In recent weeks, a series of disagreements developed between Jeff Fisher and Tennessee Titans executives and continued until all involved finally agreed upon one thing: It was time for Fisher to go.
After 16 full seasons (and six games of one other), 142 regular-season victories and another five in the playoffs, the franchise cut ties with the man who had been in his position longer than any of his 31 peers in the National Football League. The team made the announcement Thursday afternoon, and the key parties made it official with a Friday morning press conference.
“There were some differences … it was just a situation that we got into,” Fisher said. “We had two difficult years, I was moving in the last year of a contract and I just felt like this is what’s best for everybody.
“…I think you just come to a point where I did professionally, and the organization agreed, where it was just time to move on. I’m not going to go into specifics. It’s just best.”
No one divulged the exact causes of the discord, but there were indications that the franchise was not moving smoothly into the offseason.
On Jan. 5, team owner Bud Adams, who was not at the press conference but read a prepared statement over speakerphone, sided with Fisher when he announced the team intended to cut ties with quarterback Vince Young. Two days later, Adams said he planned to retain Fisher for 2011, the final year of his contract.
In the weeks that followed, Fisher lost two assistant coaches (Jim Washburn and Craig Johnson) to other teams and then fired defensive coordinator Chuck Cecil. Since then, no replacements have been hired.
“I think it was almost a joint thing,” general manager Mike Reinfeldt said. “I think both sides came to that realization just with the issues we were dealing with. It was a mutual … the idea came to both sides at the same time.”
Fisher confirmed a report that he pursued the possible addition of his son to the staff in an entry-level position, but added “that was certainly not the issue.” Executive Vice President Steve Underwood confirmed that the organization does have a rule that prohibits the hiring of children of franchise executives.
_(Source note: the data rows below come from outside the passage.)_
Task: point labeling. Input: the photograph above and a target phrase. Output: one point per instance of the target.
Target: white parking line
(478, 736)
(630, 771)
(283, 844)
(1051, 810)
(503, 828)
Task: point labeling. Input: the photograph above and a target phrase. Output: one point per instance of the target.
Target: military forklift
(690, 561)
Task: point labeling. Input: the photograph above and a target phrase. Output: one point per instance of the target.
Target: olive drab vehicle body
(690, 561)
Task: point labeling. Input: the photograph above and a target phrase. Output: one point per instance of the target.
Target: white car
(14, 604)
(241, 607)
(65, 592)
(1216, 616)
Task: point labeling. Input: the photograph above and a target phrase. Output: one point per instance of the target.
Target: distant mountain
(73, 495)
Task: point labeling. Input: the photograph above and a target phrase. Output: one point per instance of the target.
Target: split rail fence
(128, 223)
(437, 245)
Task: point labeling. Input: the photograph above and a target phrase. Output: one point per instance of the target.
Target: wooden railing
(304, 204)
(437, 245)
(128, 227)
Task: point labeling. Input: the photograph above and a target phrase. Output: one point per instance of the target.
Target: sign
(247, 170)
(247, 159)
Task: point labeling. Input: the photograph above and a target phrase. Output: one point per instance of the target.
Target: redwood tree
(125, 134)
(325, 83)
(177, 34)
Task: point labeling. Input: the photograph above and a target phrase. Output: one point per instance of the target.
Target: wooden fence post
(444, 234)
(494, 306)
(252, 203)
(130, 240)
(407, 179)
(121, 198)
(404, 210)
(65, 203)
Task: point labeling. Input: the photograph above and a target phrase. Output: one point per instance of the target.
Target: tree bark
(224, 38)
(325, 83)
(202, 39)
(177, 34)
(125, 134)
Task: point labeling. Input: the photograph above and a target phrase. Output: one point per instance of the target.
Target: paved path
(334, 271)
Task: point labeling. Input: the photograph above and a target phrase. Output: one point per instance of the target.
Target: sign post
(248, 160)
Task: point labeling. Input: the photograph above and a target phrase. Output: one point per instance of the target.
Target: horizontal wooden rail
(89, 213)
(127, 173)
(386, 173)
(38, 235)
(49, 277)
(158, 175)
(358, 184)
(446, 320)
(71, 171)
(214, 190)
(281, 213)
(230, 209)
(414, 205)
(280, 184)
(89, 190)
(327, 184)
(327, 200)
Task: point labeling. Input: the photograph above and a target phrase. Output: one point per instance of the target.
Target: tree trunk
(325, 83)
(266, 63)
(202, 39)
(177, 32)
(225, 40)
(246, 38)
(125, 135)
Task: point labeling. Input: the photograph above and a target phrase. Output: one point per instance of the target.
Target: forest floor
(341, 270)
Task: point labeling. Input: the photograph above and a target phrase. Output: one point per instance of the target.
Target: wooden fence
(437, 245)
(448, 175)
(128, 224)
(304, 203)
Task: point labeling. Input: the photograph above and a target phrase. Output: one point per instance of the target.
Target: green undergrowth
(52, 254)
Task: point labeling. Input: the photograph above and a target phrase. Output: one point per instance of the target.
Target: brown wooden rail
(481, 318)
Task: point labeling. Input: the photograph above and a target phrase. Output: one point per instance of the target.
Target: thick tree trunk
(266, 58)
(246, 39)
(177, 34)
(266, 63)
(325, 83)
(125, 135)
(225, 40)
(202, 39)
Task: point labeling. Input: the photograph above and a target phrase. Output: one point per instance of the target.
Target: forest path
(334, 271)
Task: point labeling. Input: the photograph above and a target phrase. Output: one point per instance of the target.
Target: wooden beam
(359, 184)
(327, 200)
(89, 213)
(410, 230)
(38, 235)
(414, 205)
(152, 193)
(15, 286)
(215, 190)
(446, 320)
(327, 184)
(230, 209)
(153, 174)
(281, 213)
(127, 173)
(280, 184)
Underwood dismissed other reports about the severance package negotiated between the team and Fisher as “completely wrong,” but said a deal was negotiated, which was mutually agreeable — in stark contrast to other issues.
“The differences that have arisen have come up, really, in the last two or three weeks,” Underwood, the franchise’s highest-ranking local official, said. “I think probably a week ago, something like that, it became obvious to [Reinfeldt] and I, and to Mr. Adams that we were not going to be able to successfully work through these.
“In general, we had differences that we were not able to resolve. That’s the only time in our experience with Jeff that that happened. But when you’re not able to work through differences, you work out an arrangement by which you part company. That’s what we did.”
Fisher is free to accept another coaching job, if he wants, as soon as he wants, although it seems that’s unlikely to happen for the 2011 season.
“I’ve been coaching for 25 years and I think I’m tired,” Fisher said. “I think I need to rest. … I’m going to take time. … I need a break. I think timing-wise this is a perfect opportunity to do this so the organization can move forward with their plan, and I’ll move forward with whatever happens in the future.”
In his remarks, he looked back to the day in 1994, when he was hired as the interim coach, and expressed no bad feelings over his departure.
“I’ve been blessed to have been associated with one of the best franchises in the National Football League for this long,” Fisher said. “As they say, all good things come to an end. I have a great deal of peace — personal peace — right now with this resolution. I have a great deal of confidence in this organization to be able to move forward.
“It’s been a tremendous experience for me, and I’m forever indebted to this organization.”